This year, World Refugee Day has arrived in conjunction with what could be called the precipice of the refugee crisis. Migration of those fleeing conflict has reached unprecedented levels: Since January 2015, 1.2 million people have made the perilous journey across the Mediterranean sea to reach Europe; in 2016 so far, 35% of arrivals by sea have been children and 27% of all asylum applications (95,080) have been for children.
Amid the frenzied campaigning around Brexit, the “Remain” campaign has engaged in scaremongering and issued warnings of “swarms of migrants” entering Britain; but this doesn’t change the reality that the majority of these migrants have their own harrowing stories that have left them with no other choice.
It is therefore, more important than ever to stand together with refugees this year.
The most vulnerable in this situation are the thousands of children who have had to make the journey on their own and who are open to exploitation and abuse at the hands of traffickers and smugglers.

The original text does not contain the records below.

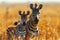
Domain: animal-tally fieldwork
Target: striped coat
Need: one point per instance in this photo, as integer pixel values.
(32, 29)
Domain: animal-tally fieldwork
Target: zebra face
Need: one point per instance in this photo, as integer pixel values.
(24, 17)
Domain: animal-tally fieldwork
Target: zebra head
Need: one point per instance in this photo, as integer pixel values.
(24, 17)
(35, 11)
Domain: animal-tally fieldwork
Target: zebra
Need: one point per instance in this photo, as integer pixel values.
(31, 27)
(19, 30)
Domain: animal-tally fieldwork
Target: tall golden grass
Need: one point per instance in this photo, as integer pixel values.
(48, 26)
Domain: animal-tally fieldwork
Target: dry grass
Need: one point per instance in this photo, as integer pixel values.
(49, 24)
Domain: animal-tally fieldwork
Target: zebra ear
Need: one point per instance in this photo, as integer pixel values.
(28, 12)
(35, 4)
(19, 12)
(40, 6)
(31, 6)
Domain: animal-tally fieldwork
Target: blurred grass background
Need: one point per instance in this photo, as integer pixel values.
(49, 24)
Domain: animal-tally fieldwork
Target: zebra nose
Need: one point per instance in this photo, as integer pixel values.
(24, 23)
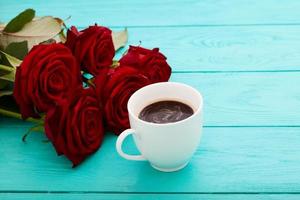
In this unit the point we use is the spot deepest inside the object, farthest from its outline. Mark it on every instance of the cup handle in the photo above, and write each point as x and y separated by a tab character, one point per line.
119	143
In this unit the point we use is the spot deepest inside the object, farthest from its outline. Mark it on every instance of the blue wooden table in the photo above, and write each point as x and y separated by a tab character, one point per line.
244	56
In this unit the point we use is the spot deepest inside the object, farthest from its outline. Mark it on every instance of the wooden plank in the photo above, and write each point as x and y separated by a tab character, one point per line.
254	48
243	99
156	12
228	160
150	196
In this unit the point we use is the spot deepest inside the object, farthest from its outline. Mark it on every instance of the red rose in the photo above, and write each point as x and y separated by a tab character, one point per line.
76	128
119	86
48	75
93	47
150	62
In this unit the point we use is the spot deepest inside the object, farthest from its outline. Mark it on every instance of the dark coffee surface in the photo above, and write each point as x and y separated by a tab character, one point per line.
165	112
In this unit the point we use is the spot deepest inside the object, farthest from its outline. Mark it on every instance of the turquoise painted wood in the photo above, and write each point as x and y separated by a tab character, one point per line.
162	13
149	196
228	160
234	48
242	55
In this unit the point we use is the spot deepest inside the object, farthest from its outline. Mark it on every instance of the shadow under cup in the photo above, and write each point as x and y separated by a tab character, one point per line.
168	147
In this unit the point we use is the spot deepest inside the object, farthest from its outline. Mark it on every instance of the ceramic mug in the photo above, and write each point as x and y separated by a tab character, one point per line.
168	147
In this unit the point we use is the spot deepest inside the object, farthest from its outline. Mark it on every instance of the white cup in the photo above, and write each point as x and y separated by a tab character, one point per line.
168	147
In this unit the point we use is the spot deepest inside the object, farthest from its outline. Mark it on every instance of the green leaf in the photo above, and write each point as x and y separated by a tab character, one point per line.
17	23
17	49
34	32
120	39
13	61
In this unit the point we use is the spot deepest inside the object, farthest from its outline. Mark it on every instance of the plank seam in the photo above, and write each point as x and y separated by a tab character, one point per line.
118	192
232	71
197	25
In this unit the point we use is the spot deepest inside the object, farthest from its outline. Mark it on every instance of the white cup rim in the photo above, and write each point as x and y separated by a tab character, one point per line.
198	110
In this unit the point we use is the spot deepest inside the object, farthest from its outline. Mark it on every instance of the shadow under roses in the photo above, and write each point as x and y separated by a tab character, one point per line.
50	81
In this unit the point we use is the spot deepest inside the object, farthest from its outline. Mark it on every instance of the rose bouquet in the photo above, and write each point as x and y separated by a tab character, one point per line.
70	84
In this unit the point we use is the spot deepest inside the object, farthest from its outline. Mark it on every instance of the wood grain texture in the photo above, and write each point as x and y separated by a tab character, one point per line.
149	196
242	99
161	13
228	160
252	48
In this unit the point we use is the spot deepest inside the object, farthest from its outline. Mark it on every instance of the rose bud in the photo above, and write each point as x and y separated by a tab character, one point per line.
93	47
151	63
75	128
119	86
46	76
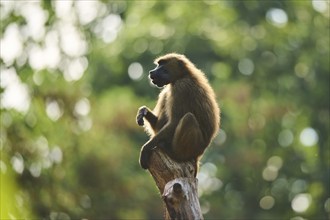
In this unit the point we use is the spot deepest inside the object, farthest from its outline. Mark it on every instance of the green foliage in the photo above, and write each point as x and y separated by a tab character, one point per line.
73	74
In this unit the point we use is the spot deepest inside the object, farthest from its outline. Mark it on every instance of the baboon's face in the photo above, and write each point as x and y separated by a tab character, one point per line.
160	75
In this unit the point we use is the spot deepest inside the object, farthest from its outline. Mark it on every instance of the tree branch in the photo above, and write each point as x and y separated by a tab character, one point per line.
177	184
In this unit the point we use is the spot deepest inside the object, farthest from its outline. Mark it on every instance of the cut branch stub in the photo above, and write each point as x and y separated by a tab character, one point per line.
181	199
177	184
164	169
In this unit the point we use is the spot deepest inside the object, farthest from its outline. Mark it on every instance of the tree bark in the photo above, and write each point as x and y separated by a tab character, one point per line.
178	186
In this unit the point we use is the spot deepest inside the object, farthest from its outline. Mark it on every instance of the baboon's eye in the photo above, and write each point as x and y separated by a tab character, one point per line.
161	62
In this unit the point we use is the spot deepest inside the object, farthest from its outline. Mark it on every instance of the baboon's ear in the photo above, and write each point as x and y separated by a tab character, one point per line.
181	63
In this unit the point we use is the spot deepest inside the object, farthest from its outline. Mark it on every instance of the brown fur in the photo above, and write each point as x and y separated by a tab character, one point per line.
186	117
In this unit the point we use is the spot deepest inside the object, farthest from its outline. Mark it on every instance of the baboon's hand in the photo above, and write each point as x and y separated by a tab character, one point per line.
140	115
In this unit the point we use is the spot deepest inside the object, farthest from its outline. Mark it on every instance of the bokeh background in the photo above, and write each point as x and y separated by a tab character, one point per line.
73	74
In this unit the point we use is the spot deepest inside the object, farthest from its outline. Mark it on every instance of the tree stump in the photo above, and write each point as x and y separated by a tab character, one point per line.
178	186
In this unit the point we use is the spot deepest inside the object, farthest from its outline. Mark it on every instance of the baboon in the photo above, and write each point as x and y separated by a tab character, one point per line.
186	117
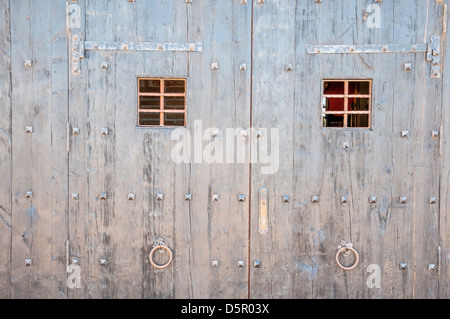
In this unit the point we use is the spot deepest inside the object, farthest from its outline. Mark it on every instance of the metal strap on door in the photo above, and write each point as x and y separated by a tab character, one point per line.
79	46
432	50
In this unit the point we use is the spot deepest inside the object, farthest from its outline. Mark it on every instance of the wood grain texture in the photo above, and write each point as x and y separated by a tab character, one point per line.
297	254
5	150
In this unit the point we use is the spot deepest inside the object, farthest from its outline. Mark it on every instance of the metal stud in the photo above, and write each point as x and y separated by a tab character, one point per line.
215	132
214	66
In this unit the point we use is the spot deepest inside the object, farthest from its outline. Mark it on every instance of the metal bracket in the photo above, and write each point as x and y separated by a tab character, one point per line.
79	47
433	56
432	50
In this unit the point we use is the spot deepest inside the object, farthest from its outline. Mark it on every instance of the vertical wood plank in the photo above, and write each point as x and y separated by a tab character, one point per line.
22	209
58	140
5	150
79	210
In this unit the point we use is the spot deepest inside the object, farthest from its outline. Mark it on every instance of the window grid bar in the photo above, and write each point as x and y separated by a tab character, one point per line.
346	97
162	111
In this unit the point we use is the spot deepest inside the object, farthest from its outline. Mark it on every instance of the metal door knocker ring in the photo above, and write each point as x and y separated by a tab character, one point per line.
343	248
160	244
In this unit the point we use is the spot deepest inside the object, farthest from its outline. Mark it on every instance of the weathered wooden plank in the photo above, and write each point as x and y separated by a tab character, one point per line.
229	109
425	119
101	159
79	210
306	157
158	173
126	226
5	151
443	146
58	140
40	113
22	209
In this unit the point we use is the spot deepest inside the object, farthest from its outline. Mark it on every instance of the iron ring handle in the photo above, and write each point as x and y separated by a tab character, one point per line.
150	257
340	251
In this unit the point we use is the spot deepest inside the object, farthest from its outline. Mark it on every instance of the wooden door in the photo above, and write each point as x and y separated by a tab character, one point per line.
381	189
112	158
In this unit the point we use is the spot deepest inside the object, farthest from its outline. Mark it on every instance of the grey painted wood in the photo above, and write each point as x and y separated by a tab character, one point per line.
297	254
5	151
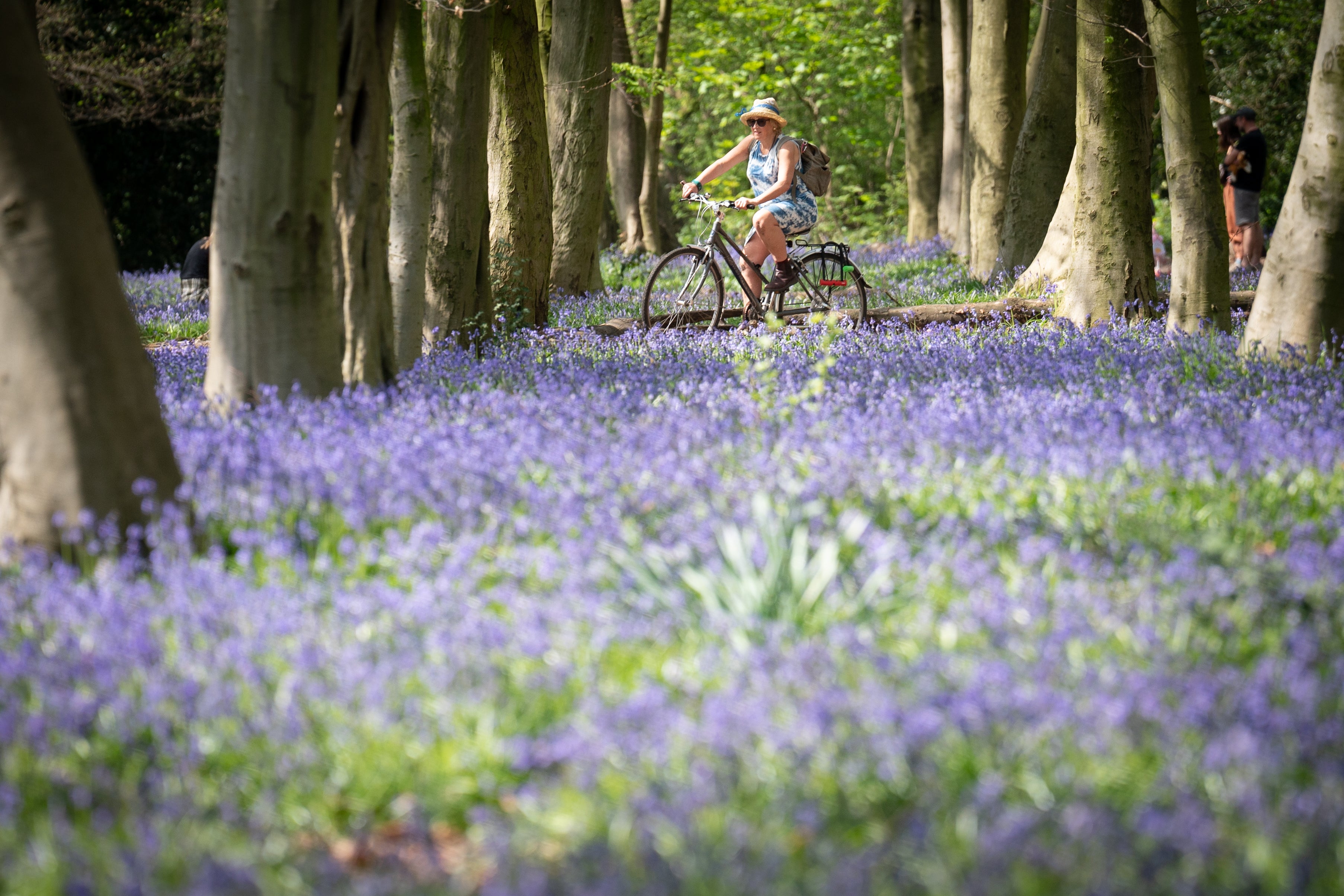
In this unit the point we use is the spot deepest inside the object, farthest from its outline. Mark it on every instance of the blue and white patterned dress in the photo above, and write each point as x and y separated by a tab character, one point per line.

As well as the physical threats and fear that come with fleeing home, the psychological impact on minors undertaking a journey fraught with danger and facing systemic rigmarole, is something that has been overlooked, as they are politically negotiated in terms of “numbers”, “resources” and “capacity considerations”.
Badly formulated arguments such as avoiding the “pull effect”, further compound the precarious situation that unaccompanied minors wanting to enter Britain are faced with. Engaging in political bargaining, the UK is falling short of European regulations and the international law it is bound to comply with.